He Thinks He's So Smart


We were watching The Black Cauldron and it was getting near the end and the plot was tense and my five year old son was worried, but my seven year old son reassured him and said, "Three things have to happen or this isn't Disney . . . Gurgi has to come back to life, Taran and Eilonwy have to get home, and they have to find Hen-Wen, the magic pig," and like clockwork, in the waning minutes, these three things came true and Ian was relieved and Alex felt very clever . . . so I'm going to throw in Old Yeller next weekend and really blow his mind.

Back By Popular Demand!

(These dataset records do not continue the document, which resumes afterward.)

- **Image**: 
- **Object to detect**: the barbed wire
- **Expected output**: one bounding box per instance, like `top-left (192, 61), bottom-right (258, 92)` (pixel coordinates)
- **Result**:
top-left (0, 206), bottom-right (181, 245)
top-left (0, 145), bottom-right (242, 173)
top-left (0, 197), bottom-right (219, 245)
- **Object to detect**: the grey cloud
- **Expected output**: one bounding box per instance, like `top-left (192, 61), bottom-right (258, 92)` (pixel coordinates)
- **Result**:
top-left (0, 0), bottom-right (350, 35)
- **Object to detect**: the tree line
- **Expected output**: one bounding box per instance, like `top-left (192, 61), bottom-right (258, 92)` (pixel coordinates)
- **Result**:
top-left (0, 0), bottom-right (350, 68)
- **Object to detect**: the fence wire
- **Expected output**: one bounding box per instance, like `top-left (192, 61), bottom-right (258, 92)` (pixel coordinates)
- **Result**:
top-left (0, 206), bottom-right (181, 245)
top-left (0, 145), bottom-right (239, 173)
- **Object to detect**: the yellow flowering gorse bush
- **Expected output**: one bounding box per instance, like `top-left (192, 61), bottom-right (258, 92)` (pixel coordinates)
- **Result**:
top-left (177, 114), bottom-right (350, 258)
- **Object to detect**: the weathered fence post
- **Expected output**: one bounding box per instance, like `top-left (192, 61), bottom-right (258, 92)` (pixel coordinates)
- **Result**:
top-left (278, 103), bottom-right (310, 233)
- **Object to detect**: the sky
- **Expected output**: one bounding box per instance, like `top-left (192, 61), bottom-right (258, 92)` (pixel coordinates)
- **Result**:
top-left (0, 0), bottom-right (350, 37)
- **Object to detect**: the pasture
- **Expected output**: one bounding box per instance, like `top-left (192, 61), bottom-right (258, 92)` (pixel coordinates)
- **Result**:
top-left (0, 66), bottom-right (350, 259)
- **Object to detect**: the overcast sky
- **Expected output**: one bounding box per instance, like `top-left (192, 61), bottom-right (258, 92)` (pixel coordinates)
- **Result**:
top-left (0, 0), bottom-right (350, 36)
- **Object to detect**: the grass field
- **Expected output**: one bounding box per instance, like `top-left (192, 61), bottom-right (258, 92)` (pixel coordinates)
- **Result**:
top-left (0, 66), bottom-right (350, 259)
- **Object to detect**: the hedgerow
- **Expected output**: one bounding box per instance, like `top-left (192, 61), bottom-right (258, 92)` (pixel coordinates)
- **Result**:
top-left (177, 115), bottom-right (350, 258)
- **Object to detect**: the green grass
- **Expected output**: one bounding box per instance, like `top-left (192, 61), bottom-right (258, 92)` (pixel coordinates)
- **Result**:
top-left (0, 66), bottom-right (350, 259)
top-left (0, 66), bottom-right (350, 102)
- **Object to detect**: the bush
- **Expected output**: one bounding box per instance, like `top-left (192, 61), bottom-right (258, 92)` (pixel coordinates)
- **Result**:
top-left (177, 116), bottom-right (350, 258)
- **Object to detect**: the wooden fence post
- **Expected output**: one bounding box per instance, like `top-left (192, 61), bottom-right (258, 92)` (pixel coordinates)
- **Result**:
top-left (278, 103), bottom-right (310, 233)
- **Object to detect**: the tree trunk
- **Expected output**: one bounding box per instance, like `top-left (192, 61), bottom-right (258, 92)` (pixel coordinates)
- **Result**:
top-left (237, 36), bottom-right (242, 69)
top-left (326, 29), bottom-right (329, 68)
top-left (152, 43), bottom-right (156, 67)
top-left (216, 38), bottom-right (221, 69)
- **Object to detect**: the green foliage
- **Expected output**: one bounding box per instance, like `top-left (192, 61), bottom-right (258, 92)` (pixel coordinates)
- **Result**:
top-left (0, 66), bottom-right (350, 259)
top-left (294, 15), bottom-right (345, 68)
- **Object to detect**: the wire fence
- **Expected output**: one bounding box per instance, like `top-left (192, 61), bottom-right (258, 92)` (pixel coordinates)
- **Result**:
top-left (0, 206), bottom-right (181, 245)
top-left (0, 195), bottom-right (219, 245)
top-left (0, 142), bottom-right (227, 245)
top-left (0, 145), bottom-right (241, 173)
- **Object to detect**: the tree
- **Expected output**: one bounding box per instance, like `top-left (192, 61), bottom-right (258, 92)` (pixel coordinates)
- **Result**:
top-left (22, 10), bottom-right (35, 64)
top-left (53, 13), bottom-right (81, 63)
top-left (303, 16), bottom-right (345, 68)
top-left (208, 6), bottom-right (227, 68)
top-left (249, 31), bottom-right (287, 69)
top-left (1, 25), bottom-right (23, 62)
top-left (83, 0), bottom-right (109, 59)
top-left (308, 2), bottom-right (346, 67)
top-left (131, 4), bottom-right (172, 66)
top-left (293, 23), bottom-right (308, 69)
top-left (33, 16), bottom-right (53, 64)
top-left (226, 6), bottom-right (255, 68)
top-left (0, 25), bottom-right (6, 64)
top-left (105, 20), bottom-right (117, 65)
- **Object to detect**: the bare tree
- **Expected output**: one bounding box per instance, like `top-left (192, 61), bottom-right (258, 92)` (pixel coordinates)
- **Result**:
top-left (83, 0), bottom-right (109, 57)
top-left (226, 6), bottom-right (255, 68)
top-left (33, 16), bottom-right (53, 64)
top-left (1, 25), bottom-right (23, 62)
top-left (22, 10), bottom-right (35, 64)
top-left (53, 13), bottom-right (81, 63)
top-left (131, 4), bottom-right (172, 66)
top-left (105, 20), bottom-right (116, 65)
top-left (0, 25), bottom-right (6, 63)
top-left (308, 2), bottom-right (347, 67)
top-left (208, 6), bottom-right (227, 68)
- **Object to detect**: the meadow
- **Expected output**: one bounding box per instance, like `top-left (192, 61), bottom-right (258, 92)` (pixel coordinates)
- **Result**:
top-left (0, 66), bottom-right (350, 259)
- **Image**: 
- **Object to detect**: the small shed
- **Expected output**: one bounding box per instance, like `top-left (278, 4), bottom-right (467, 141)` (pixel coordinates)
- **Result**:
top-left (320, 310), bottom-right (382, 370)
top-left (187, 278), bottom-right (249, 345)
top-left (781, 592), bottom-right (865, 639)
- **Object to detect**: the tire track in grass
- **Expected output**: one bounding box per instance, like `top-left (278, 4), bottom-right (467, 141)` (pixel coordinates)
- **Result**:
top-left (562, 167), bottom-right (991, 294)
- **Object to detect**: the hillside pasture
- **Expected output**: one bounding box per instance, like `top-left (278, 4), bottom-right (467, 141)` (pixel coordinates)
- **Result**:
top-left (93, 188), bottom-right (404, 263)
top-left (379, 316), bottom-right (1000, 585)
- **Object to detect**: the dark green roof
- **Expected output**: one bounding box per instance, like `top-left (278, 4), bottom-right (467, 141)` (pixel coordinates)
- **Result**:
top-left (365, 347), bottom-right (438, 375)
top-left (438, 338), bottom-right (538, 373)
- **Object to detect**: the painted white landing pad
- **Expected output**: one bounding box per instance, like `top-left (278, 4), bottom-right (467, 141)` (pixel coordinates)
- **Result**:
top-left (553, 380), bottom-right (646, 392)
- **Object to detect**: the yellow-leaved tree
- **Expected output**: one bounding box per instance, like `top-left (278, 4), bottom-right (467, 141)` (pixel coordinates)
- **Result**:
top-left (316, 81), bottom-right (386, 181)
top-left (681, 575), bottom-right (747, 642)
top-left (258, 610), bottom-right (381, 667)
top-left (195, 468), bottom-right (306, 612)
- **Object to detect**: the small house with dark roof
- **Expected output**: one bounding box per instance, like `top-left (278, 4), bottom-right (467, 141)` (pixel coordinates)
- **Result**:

More Ha-Joon Chang Analogies!


Some analogies are so bad they're stupid; some analogies are so bad they're funny; and-- of course-- some analogies make a lot of sense, and help you to understand something complex in simpler terms . . . and in Ha-Joon Chang's book Bad Samaritans: The Myth of Free Trade and the Secret History of Capitalism, he uses a couple of metaphors to summarize his comprehensive data on free market history: 1) he accuses rich countries of what Friedrich List called "kicking away the ladder," which means that they arrive at economic stability and wealth through complex and strategic protectionism, tariffs, regulation of foreign investment, regulation on imports and exports, and subsidies-- but then once these these nations (and he uses America, Britain, and his home country of North Korea as his prime examples) have reached a position of economic power, they use institutions such as the WTO and the IMF, treaties, embargoes, copyright law, and tariffs to force impoverished nations into adopting extreme free market policies despite the fact that these countries are not ready to compete in a free market . . . and so, the rich nations use the ladder to climb, and then kick it away when poor countries want to use the same method 2) Chang's second metaphor about the irrationality of the current free market ideology centers around his six year old son, Jin-Gyu, who he ironically claims is "living in an economic bubble . . . over-protected," and so he "needs to be exposed to competition" . . . in other words, he should get a job-- he could be a successful shoe-shine boy or street hawker and learn the value of hard work-- but, of course, we don't do this to our children, we protect them for many years from the competitions of the free market until they can develop intellect enough to take part in the competition for the best jobs . . . and he compares this absurdity to how "free trade economists claim that developing country producers need to be exposed to as much competition right now, so that they have the incentive to raise productivity in order to survive . . . protection by contrast, only creates complacency and sloth," and Chang points out that this "infant industry argument," was proposed by the inventor of another great economic metaphor-- Adam Smith-- who claimed that an "invisible hand" guided the free market to efficiency, but even Adam Smith understood that free markets and protectionism need to exist in concert, not opposition.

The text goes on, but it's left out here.